Shocktober 2018: Halloween (John Carpenter, 1978), 40th Anniversary

I was fortunate enough to see John Carpenter’s Halloween during a weeklong run at the American Film Institute’s Silver Theater in Maryland for the film’s 40th anniversary. Is there really anything left to say about this film? It’s hardly Carpenter’s best, in fact it is pretty weak, narratively: It never occurs to Dr. Loomis or to the police or to anyone to search for the car that Michael Myers stole, and if one is being pedantic it really doesn’t make any sense that parents would go out on Halloween night and leave their kids -who would likely want to go trick-or-treating- at home with babysitters. But, obviously anyone who has seen the film will gather that that’s not the point.

girls

It’s undeniably fun to watch. The film is now 40 years old and yet large portions of it still seem fast-paced, exciting, and scary. This is the third Carpenter film I’ve seen in a cinema after The Thing and In the Mouth of Madness, and as I see more of his films projected in a theater setting -the manner in which many of Carpenter’s heroes, such as Howard Hawks, could only have been seen in his time- I appreciate more and more how old-fashioned he is as a director. The use of Steadicam technology in the film, for instance, almost undermines and ‘spoils’ you for many of the conventions and preconceived aesthetic notions we currently have regarding contemporary horror and thriller films: The long takes following the girls through the neighborhood streets or Loomis and the caretaker through the cemetery suggest scenes that you might see in genre films from the 1940s: stagelike, connoting a distinctive ‘organ’ of the film rather than a diffuse ‘connective tissue.’ It’s rewarding to me personally to see sequences done in that way rather than in the manner of say the cemetery sequence in David Gordon Green’s version of Halloween from this year, which was clearly shot via at least three or four different camera setups to allow for the most ‘coverage’ possible and contains dozens of edits for no reason. Scenes were staged and shot by necessity, and were not overproduced.

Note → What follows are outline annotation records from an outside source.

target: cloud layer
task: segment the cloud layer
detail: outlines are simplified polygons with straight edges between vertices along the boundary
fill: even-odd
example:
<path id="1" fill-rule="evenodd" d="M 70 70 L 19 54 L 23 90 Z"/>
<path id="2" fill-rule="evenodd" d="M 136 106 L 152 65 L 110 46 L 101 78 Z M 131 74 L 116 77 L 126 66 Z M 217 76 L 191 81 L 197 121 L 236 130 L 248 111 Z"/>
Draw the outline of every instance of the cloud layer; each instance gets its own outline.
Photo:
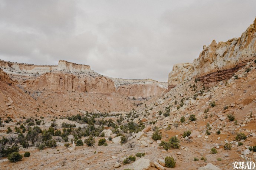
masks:
<path id="1" fill-rule="evenodd" d="M 59 59 L 124 78 L 167 81 L 213 40 L 239 37 L 255 18 L 244 0 L 0 0 L 0 59 Z"/>

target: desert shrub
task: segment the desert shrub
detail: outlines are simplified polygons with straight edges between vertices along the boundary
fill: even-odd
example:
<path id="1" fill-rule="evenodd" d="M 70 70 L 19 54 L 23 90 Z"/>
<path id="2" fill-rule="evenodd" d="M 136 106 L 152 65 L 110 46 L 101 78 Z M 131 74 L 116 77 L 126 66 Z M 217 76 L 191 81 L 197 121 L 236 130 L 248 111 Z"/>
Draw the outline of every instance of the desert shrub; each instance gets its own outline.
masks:
<path id="1" fill-rule="evenodd" d="M 160 140 L 162 139 L 162 132 L 160 132 L 158 128 L 157 128 L 153 133 L 152 139 L 155 140 Z"/>
<path id="2" fill-rule="evenodd" d="M 128 137 L 127 136 L 123 135 L 121 137 L 121 143 L 126 143 L 128 142 Z"/>
<path id="3" fill-rule="evenodd" d="M 199 159 L 198 159 L 196 157 L 194 157 L 194 159 L 193 160 L 193 161 L 198 161 L 198 160 L 199 160 Z"/>
<path id="4" fill-rule="evenodd" d="M 207 160 L 206 158 L 205 157 L 204 157 L 203 156 L 201 157 L 201 159 L 201 159 L 201 160 L 203 160 L 204 162 L 206 162 L 206 160 Z"/>
<path id="5" fill-rule="evenodd" d="M 190 130 L 187 130 L 183 132 L 183 134 L 182 135 L 183 137 L 185 138 L 186 136 L 189 136 L 189 135 L 191 134 L 191 131 Z"/>
<path id="6" fill-rule="evenodd" d="M 223 108 L 223 109 L 224 110 L 225 110 L 227 109 L 228 108 L 229 108 L 229 106 L 224 106 L 224 108 Z"/>
<path id="7" fill-rule="evenodd" d="M 231 150 L 231 144 L 226 143 L 225 145 L 224 146 L 224 149 L 225 150 Z"/>
<path id="8" fill-rule="evenodd" d="M 165 166 L 168 168 L 173 168 L 175 167 L 176 162 L 172 156 L 167 156 L 164 159 Z"/>
<path id="9" fill-rule="evenodd" d="M 13 152 L 8 154 L 7 158 L 11 162 L 16 162 L 17 161 L 20 160 L 22 159 L 22 154 L 21 154 L 18 152 Z"/>
<path id="10" fill-rule="evenodd" d="M 205 133 L 207 135 L 211 135 L 211 132 L 209 132 L 209 130 L 208 130 L 208 129 L 206 130 Z"/>
<path id="11" fill-rule="evenodd" d="M 30 152 L 26 152 L 24 153 L 24 157 L 29 157 L 30 156 Z"/>
<path id="12" fill-rule="evenodd" d="M 207 108 L 206 109 L 204 110 L 204 113 L 206 113 L 207 112 L 209 112 L 209 110 L 210 110 L 210 109 L 209 109 L 209 108 Z"/>
<path id="13" fill-rule="evenodd" d="M 84 142 L 88 146 L 93 146 L 95 144 L 95 140 L 92 136 L 91 136 L 89 138 L 85 139 Z"/>
<path id="14" fill-rule="evenodd" d="M 99 140 L 99 143 L 98 143 L 98 145 L 99 146 L 101 146 L 103 145 L 105 142 L 106 142 L 106 139 L 101 139 Z"/>
<path id="15" fill-rule="evenodd" d="M 250 146 L 249 148 L 250 151 L 256 152 L 256 145 L 254 146 Z"/>
<path id="16" fill-rule="evenodd" d="M 135 155 L 135 156 L 137 157 L 141 157 L 142 156 L 145 156 L 145 153 L 140 153 L 140 152 L 138 152 L 138 153 L 136 153 L 136 154 Z"/>
<path id="17" fill-rule="evenodd" d="M 212 154 L 216 154 L 217 153 L 217 150 L 214 147 L 213 147 L 211 149 L 211 153 Z"/>
<path id="18" fill-rule="evenodd" d="M 45 144 L 44 143 L 39 143 L 36 145 L 36 147 L 39 150 L 43 150 L 43 149 L 45 147 Z"/>
<path id="19" fill-rule="evenodd" d="M 180 122 L 181 123 L 184 123 L 186 121 L 186 119 L 184 116 L 182 116 L 180 118 Z"/>
<path id="20" fill-rule="evenodd" d="M 228 114 L 227 115 L 227 117 L 229 118 L 229 121 L 233 121 L 235 119 L 235 116 L 233 115 L 231 115 L 231 114 Z"/>
<path id="21" fill-rule="evenodd" d="M 130 155 L 128 157 L 125 158 L 123 162 L 124 164 L 130 163 L 131 162 L 134 162 L 136 159 L 135 156 Z"/>
<path id="22" fill-rule="evenodd" d="M 209 105 L 212 108 L 215 107 L 216 106 L 216 104 L 215 104 L 215 101 L 213 101 L 213 102 L 211 102 L 209 103 Z"/>
<path id="23" fill-rule="evenodd" d="M 66 143 L 64 144 L 64 146 L 65 146 L 67 148 L 69 147 L 70 145 L 70 144 L 69 143 Z"/>
<path id="24" fill-rule="evenodd" d="M 196 115 L 191 115 L 189 116 L 188 119 L 191 121 L 194 121 L 196 120 Z"/>
<path id="25" fill-rule="evenodd" d="M 83 145 L 83 141 L 81 139 L 79 139 L 77 140 L 77 141 L 76 141 L 76 145 L 77 146 L 82 146 Z"/>
<path id="26" fill-rule="evenodd" d="M 243 145 L 243 143 L 242 142 L 238 142 L 238 146 L 241 146 Z"/>
<path id="27" fill-rule="evenodd" d="M 6 133 L 10 133 L 12 132 L 11 128 L 9 127 L 7 127 L 7 131 L 6 131 Z"/>
<path id="28" fill-rule="evenodd" d="M 54 139 L 47 141 L 45 143 L 45 145 L 47 147 L 56 147 L 57 146 L 56 141 Z"/>
<path id="29" fill-rule="evenodd" d="M 239 141 L 242 139 L 245 140 L 246 139 L 246 136 L 243 133 L 237 133 L 237 135 L 236 136 L 236 140 L 237 141 Z"/>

Halloween is really at its best, I think, in its portrayal of The Shape. A favorite anecdote I have is Carpenter’s direction to Nick Castle, who plays The Shape: “Don’t emote, don’t ‘act.’ Just walk, stand there, stare.” The horror of the story is that the character is absolute: there’s no real ‘motivation’ for what he does. The speeches by Loomis almost seem like a crutch for the audience in that they spin some kind of ‘reasonable’ explanation for why the killer does what he does: Michael is simply ‘evil’ in Loomis’ mind, but for me, the character exists beyond good and evil. He’s a destructive force of nature, like a plague or a tropical storm. A tropical storm doesn’t destroy your house because it’s ‘evil.’ That’s just what it does.

the shape

Seeing it in a cinema you’ll also get a better sense of how film exploited photography and sound. I noticed this time around that the film cuts abruptly from daytime to nighttime, and for a while after that, it almost seems too dark. But your eyes adjust to the shadows (some of the interior shots could be from a German Expressionist film), and the cinematography almost intentionally toys with the audience. The pools of light cause you to look in all corners of the frame for things that aren’t there -especially during the iconic scene where Laurie runs through the street (the 2018 film imitates this sequence, but it’s clear that the filmmakers didn’t understand what Carpenter and Cundey were doing or why). The sound was recorded in mono, and a theater setting explicates how the film relies on music and stings rather than on a stereo ‘envelope’ of sound in order to frighten the audience. So even if you don’t care about this kind of movie, it’s worth seeing in a theater as an example of film assembly.